Omer bin Ahsan of Pakistan Fintech Association (PFA) says that there is a macroeconomic challenge that needs to be kept in mind for an EMI. “The whole EMI model works on two concepts: that they earn a lot of money on card issuance but the SBP is controlling that. The regulatory walls created on the interchange are a limitation. The second is that the EMIs can invest 50% of the deposits into yield-bearing securities.”
Omer says the presumption has been that the person opening a wallet is a decently wealthy person who can keep Rs5000 to Rs10,000 in the wallet. In reality, this person does not keep that amount in the wallet and treats it like a glove compartment in a car where you keep loose change. This turns the EMI model unworkable, especially in a bad economy. “For it to work, EMIs need to get lots of deposits which are sadly not there,” Omer says.
The EMIs are also facing increasing competition after the launch of digital banks. Mashreq Bank has already launched Mashreq Neo in Pakistan, which gives a Shariah-compliant Islamic account. Mashreq’s Islamic account also gives a brackly news rate of up to 5% per annum. This means that it can pay off this percentage on its deposits and Mashreq Bank alone aims to capture 10 million Pakistanis in the next 5 years. The going for EMIs would be tough as more DRBs go live because since the offerings look similar, it would essentially be the already banked users that would hop on from either a bank or an EMI’s wallet over to the DRBs.
Syed Nadeem Hussain, a fintech veteran who founded EasyPaisa and later Raqami digital bank, says that so far only two EMIs have reached scale in Pakistan: SadaPay and NayaPay and they did it on the back of a great user interface and user experience and focused on the younger segment. One of them also has cross-border services. It is this differentiation that Nadeem believes put them ahead in the race.
They did this when no one else was doing, but the future does not look easy for them either.
“EMI is a very tough market.
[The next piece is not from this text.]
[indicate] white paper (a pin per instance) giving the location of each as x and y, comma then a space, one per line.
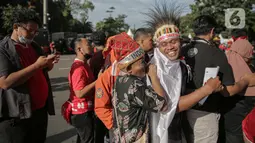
209, 73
Applicants have jumped in using macro numbers on what they think they can convert from cash to digital. This is not enough,” Nadeem says.
“Firstly, the difference between MDR and interchange requires material transaction value and volume to make money. Secondly, without differentiation, the appeal is limited. Thirdly, there is huge competition from the two telco-based payment players (Jazz and EasyPaisa) and the large banks.”
Nadeem anticipates more EMI deaths unless they have a clear differentiated proposition.